The wife cites Arnold v. Arnold, 967 So.2d 392 (Fla. 1st DCA 2007), for the proposition that the fact that life insurance proceeds may not be paid until later does not prevent them from being classified as marital assets. Arnold did not involve life insurance but deferred retirement benefits. These are marital assets under section 61.075(6)(a)1.d. which provides that marital assets include both "vested and non-vested benefits ... accrued during the marriage in retirement, pension, profit-sharing, annuity, deferred compensation, and insurance plans and programs." The deferred retirement benefits involved in Arnold were "accrued during the marriage."

The insurance proceeds received by the husband were not benefits "accrued during the marriage." Nor were the term life insurance proceeds a retirement or insurance plan. Applying the principle of statutory construction that the meaning of particular terms of a statute may be ascertained by reference to the words associated with it in the statute, see City of Homestead v. Johnson, 760 So.2d 80, 84 (Fla. 2000), we conclude that the insurance plans or programs referred to in the statute are those which are intended to create value as an asset, such as whole life insurance involving cash surrender value purchased for retirement planning. Term insurance, payable only upon death, is not in the same class of terms as those set forth in the statute.

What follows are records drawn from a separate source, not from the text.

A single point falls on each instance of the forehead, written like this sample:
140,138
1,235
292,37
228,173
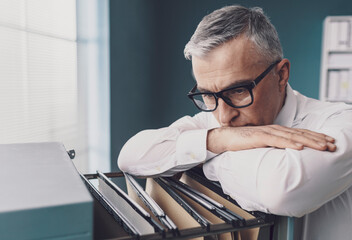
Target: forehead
230,63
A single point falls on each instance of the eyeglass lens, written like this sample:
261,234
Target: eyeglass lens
237,97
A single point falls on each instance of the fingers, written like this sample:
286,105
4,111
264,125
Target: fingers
305,137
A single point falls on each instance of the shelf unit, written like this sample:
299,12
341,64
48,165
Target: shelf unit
336,61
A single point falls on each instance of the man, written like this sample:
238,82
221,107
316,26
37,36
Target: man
271,148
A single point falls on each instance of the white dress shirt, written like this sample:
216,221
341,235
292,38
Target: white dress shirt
310,183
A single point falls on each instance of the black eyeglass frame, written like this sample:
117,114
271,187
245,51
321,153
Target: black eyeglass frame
219,94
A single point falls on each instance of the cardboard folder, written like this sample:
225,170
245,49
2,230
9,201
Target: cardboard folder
177,214
247,234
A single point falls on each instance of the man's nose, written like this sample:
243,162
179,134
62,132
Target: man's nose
226,113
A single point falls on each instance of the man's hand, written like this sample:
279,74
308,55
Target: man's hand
240,138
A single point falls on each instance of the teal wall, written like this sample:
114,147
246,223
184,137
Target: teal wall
150,77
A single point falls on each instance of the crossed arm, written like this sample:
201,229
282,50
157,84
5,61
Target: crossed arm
220,140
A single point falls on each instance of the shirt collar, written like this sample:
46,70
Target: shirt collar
288,111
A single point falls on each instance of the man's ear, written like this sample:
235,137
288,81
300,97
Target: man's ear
283,73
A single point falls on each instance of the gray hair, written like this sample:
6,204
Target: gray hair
230,22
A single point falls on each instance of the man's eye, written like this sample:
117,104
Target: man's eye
207,96
238,91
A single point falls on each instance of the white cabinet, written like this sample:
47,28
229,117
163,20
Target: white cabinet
336,65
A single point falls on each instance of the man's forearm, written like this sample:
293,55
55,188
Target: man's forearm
224,139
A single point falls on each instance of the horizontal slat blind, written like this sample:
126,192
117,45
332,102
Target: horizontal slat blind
38,72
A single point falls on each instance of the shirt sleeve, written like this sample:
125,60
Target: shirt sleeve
169,150
286,181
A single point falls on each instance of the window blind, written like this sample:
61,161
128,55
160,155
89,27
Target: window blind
38,73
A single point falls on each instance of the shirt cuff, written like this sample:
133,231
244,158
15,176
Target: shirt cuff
191,147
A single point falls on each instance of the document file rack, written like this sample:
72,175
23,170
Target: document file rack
111,223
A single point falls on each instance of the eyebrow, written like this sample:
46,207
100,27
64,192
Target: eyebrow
237,84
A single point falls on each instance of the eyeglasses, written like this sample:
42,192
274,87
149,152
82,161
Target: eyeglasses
239,96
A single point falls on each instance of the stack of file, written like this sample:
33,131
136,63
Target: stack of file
171,209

The husband's accountant did treat the amount of the premiums paid by the business to secure the policies as a marital asset, even though the evidence suggests that the prepaid premiums might not be refundable and thus not an asset. Despite this, the husband cannot be heard to complain since he offered such in evidence. On remand, the court should include this value in the equitable distribution scheme, rather than the policy proceeds.

We do not address the husband's second issue regarding the equalizing payment ordered by the court to effect equitable distribution, as the court will have to recraft the equitable distribution award to eliminate the insurance policy proceeds.

For the foregoing reasons, we reverse the final judgment and remand with directions to the trial court to eliminate the insurance proceeds as a marital asset and to include the policy premiums in their stead and then to recompute the equitable distribution.

GROSS, C.J., and CIKLIN, J., concur.